# Red Panda Zoos

## 1.Intro

According to several sientific reports, there are about 10.000 red pandas in the wild and approx. 2.000 in the zoos around the world. redpandasfinder dot com is a great source of structured information about red pandas living in the zoos. redpandafinder dot com gives an access to a json file that contains information on 496 red pandas and 109 zoos where they live in. 
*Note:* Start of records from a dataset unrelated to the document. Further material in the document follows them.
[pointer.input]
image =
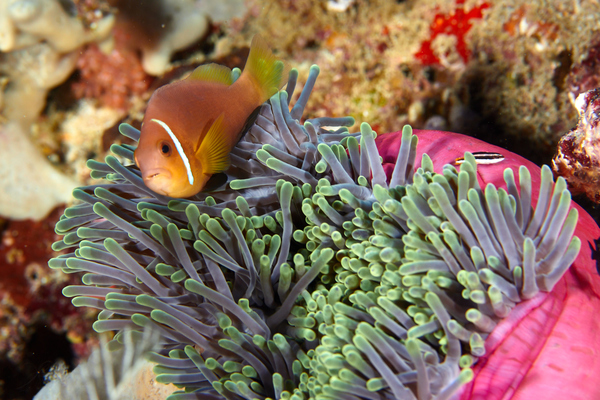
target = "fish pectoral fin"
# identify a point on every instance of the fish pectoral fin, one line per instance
(213, 152)
(212, 73)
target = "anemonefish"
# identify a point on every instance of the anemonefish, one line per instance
(190, 126)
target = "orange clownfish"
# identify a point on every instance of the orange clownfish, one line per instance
(190, 126)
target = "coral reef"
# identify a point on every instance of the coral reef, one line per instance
(130, 377)
(38, 44)
(30, 187)
(312, 273)
(33, 311)
(578, 157)
(110, 79)
(167, 26)
(510, 90)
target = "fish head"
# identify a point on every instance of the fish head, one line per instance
(163, 161)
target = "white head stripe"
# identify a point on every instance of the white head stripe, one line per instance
(184, 158)
(483, 158)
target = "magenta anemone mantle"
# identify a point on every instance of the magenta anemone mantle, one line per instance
(548, 347)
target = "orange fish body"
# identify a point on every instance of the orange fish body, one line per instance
(190, 126)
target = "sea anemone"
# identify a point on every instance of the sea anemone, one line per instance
(312, 273)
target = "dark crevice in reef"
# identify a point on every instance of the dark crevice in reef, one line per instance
(23, 380)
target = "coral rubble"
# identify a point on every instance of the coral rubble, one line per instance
(168, 26)
(578, 156)
(38, 44)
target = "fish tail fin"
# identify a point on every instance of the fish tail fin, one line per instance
(269, 73)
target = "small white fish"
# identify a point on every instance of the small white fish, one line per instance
(483, 158)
These cute furry animals spend days on the tops of rainforest trees eating bamboo and chilling in the shadows. They are absolutely harmless and adorable. They also have fur on the soles of the paws which make them really special. 
However during the last century the population on red pandas is decreasing significantlly and these days they have been classified as endangered in the IUCN Red List. There is a special surviving programm for this animals with the participation of many countries and many zoos.

## 2. Task

Red pandas are common habitants in zoos in all part of the world. Thus we should expect that the zoos from the json file would be spread evenly at least in the North hemisphere. We will visualize the zoos on the world map and find out whether it is true or not.

## 3. Methodology

Before we get the data and start exploring it, let's download all the dependencies that we need.

In [57]:
import pandas as pd
import json
import time
import folium
import requests
import re

### 3.1. Analyzing redpanda.json

In [58]:
url = 'http://redpandafinder.com/export/redpanda.json'
result = requests.get('http://redpandafinder.com/export/redpanda.json')
result.raise_for_status()

In [59]:
panda_json = result.json()
# Check if the json is OK
print([key for key in panda_json]) # should be ['_photo', '_totals', 'edges', 'vertices']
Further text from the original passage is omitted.